This system also detects water level and measures can be taken immediately in case there is no water in the reservoir

This system is applicable in isolated areas with large farms whereby operators are required to be in the fields most of the time to monitor the irrigation, it is with no doubt that this technology will be of great help to farmers as it requires few operators in the field as well as saves on water used for irrigation.

The commonly used automation systems are -:

Time based system

Open loop system

Computer based irrigation system

Real time feedback system

Volume based system

Closed loop system

Time based system makes use of controllers to gauge the amount of water to be applied in an irrigation system. According to Cardenas Lailhacar (2006) timers and controllers can give wrong information which may lead to over or under irrigation therefore requires proper programming and testing .open loop system makes use of a schedule which Bomen et. al (2006) described it as a timing of irrigation process for a period of time which either uses volume of water or time for control function.

Computer based irrigation control system is interface of hardware and software section which acts as the intelligent part of the system whose function is to monitor changes in the irrigation system via a computer and can alert the user if there is a problem in the system. Real time feedback system is determined by plant requirement and specific parameters set which Rajakumar (2008) describes sensors as a means of providing feedback to the controller to enable it to effect operation. Volume based system uses a predetermined volume of water which can be applied to the field once , this obtained by using valves with meters which enables control and lastly a closed loop system makes use of a feedback from either a single sensor or several sensors which provides the irrigation decisions to be carried out based on the data obtained.

1.0.1 JUSTIFICATION

The study was necessitated by the looming scarcity of water for industrial applications, human consumption and agriculture. The identification of irrigation as one of the drivers of vision 2030 justifies the need of utilization of water in an irrigation system. Secondly increasing food productivity through irrigation will insert a lot of pressure on water supplies and therefore the study will help in management to guard the future against effects arising from poor usage of water. Thirdly with only 19.6% of Kenyan land under irrigation to the NIB (2008) which uses half of available water, it is worrying trend which need urgent mitigation if more land is to be put under irrigation.

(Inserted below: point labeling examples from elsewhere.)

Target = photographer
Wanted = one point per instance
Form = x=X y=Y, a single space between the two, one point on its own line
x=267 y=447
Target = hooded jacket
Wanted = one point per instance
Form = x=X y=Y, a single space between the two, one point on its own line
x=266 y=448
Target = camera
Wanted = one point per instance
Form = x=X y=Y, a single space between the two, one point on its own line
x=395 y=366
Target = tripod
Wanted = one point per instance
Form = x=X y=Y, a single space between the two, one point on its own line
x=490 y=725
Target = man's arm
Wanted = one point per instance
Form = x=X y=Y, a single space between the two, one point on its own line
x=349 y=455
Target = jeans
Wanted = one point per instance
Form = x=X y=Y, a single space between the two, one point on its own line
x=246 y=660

The use of manual irrigation consumes a lot of time apart from being labour intensive , it needs monitoring frequently but automatic systems can be programmed to turn ON and OFF the system depending on the parameter to be controlled .irrigation control methods used in Kenya are mostly manual and a lot of water is wasted during irrigation. This project seeks to help to minimize on water usage hence enhancing conservation.

1.0.2 RESEARCH QUESTION

In order to achieve the objectives of this project, the following research questions were formulated in designing an automatic irrigation control system which optimizes water in an irrigation system.

1. What modern methods can be used to determine water saving in irrigation systems?
2. What are the possible methods of controlling irrigation remotely?
3. What are the ways of cutting costs in an irrigation system?

1.0.3 OBJECTIVE

Main objective

The main objective of this project was s to design, construct and test an automatic irrigation control system.

General objectives

1. Recognize the need for water saving in irrigation systems
2. Use mobile phone to control an irrigation system
3. Reduce the number of workforce in the farm

1.0.4 SCOPE

This project is paradigm shift from manual irrigation to automatic irrigation. Sensors are used to monitor humidity level in the soil and the water level in the tank which are processed by the microcontroller indicating ON or OFF condition of the system.

1.0.5 PROBLEM STATEMENT

Irrigation has been identified as one of the pillars of achieving vision 2030 by the government of Kenya in 2007. In its manifesto dubbed Kenya vision 2030 the country aims to conserve water and start new ways of harvesting as well use of rain and underground water to promote agricultural productivity. Kenya is a water scarce country according to the world food programme, the vision 2030 initiative proposes intensified application of science, technology and innovation to raise productivity and efficiency but irrigation expansion is likely to increase the scarcity of water which will lead to the competition for the available content by irrigators, industries and pastoralists.. It recognizes the critical role played by research and development in accelerating economic development in all the newly industrialized countries of the world. Recently launched irrigation schemes e.g. the one million acre Galana-Kulalu irrigation scheme still embrace the use of manual irrigation which will involve use of more water since there is no control and therefore this project proposes the use of automatic irrigation control system.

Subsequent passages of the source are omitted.